Opinion: U.S. needs aggressive 5G strategy to beat Huawei
Despite the disruption caused by the COVID-19 crisis, Chinese technology company Huawei is having a good spring. In March, the telecom giant announced its 2019 revenue was up 19% to $123 billion — a new company high. Huawei is now the world’s leader in wireless networks and fiber-optics. It’s also a major producer of microchips and is even ahead of Apple in smartphone manufacturing. Despite this success, many in Washington don’t appreciate Huawei’s technological prowess or its lead in wireless technology. They still view the company as a “paper tiger” that makes “cheap, low-profit items.” That’s a mistake, though, since Huawei has attained global market and technology leadership. The United States must move quickly to counter this emerging dominance, particularly in the realm of 5G wireless networks.
There are good reasons to be concerned about Huawei’s rise. The company has been repeatedly accused of intellectual property theft, industrial espionage, and even of implanting spyware in its products. Huawei’s rise now threatens the future of America’s chip industry, since it is determined to follow a ‘Made in China 2025’ policy that would ensure all chip sourcing comes from Chinese companies.
Some in Congress are responding to the challenge. Reps. Frank Pallone, D-N.J., and Greg Walden, R-Ore., have introduced bipartisan legislation that would allocate $750 million to develop domestic suppliers of 5G wireless networks. The effort is well-intentioned — but it’s too narrow. The bill requires all federal funding to support one specific technology, Open RAN. That technology is just one segment of a wireless network, and not the most important part.
The essential need today is to develop an alternative, U.S.-based provider of complete wireless networks so that the world’s telecom companies will have options — and can agree to U.S. requests to stop buying from Chinese vendors. But to do that, the U.S. needs an effort akin to venture capital investment aimed at nurturing startups that can develop into genuine Huawei alternatives.
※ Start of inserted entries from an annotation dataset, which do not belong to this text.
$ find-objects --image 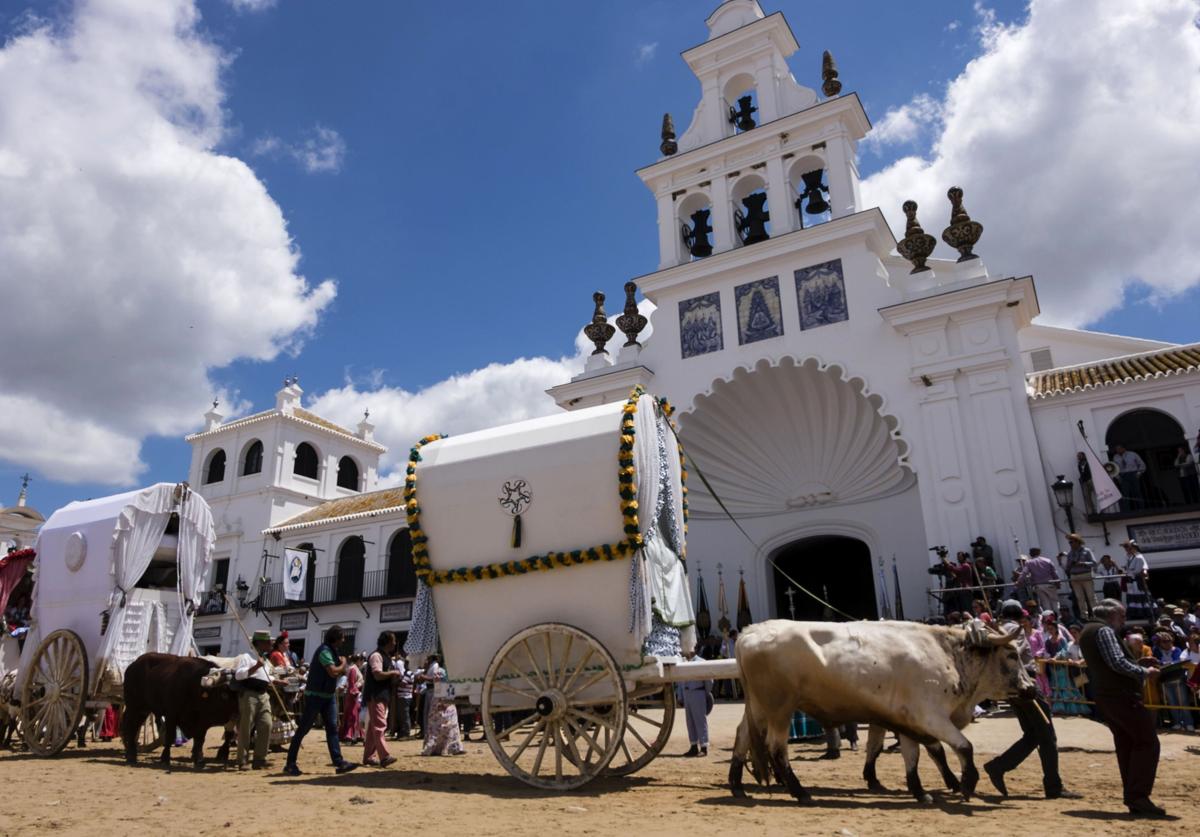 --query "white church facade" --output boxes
[175,0,1200,652]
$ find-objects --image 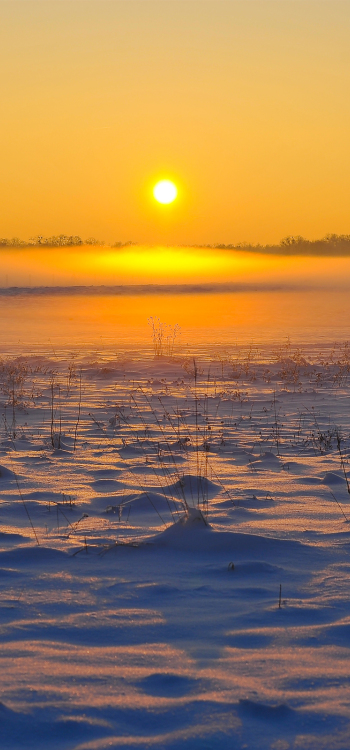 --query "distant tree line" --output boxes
[0,234,136,248]
[197,234,350,256]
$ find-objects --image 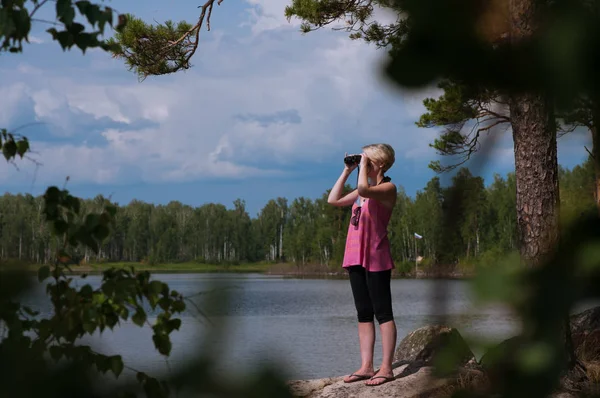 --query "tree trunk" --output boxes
[509,0,578,370]
[509,0,559,266]
[510,93,559,266]
[590,120,600,214]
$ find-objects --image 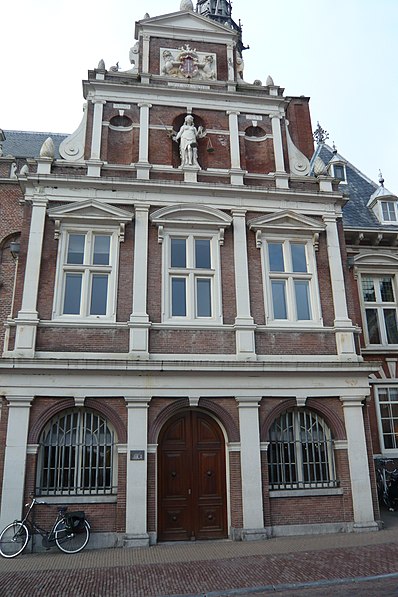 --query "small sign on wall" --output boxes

Three U.S.-based startups are already good candidates for such a role. And $750 million can make a big difference for them. But instead of awarding federal funds to an Open RAN consortium dominated by Microsoft and Dell, it should be disbursed to support the research and development efforts of various startups. An investment or loan of $100 million per company is a good place to start.
One of these startups, Parallel Wireless, is already working on new technologies that will radically cut the power consumption needed for 5G networks. (Note: This author is Chief Economist at the Coalition for a Prosperous America. Parallel Wireless is one of the Coalition’s members.) High power consumption is a key drawback of today’s 5G networks.
The U.S. needs many more startups like Parallel, which is why the Pallone-Walden bill is a helpful launching point. Federal money, coupled with non-financial support from the U.S. defense and telecom establishment, will attract more startups — and put America’s best technology brains to work on the problem.
Pallone-Walden needs improvement. The bill should be augmented to include the establishment of a committee of tech veterans charged with disbursing the funds under one guiding plan: creating strong U.S.-based providers of wireless networks that can serve as alternatives to Huawei for telecom companies worldwide. The strength of Silicon Valley is its ability to create companies focused on a single, achievable goal. The right tech veterans could find and nurture the best startups for this objective. They should be “dollar-a-year” men and women, with no financial interest in the outcome — and do it to serve their country.
It will be a real challenge for the United States to regain its leadership in wireless networks. But the nation has no real choice. That’s why Washington must step in right now — and build a team of the best business, technology, and defense community leaders. Give them a clear goal — and let them have at it.
Jeff Ferry is chief economist at the Coalition for a Prosperous America. Before joining CPA, he spent 18 years in the networking industry.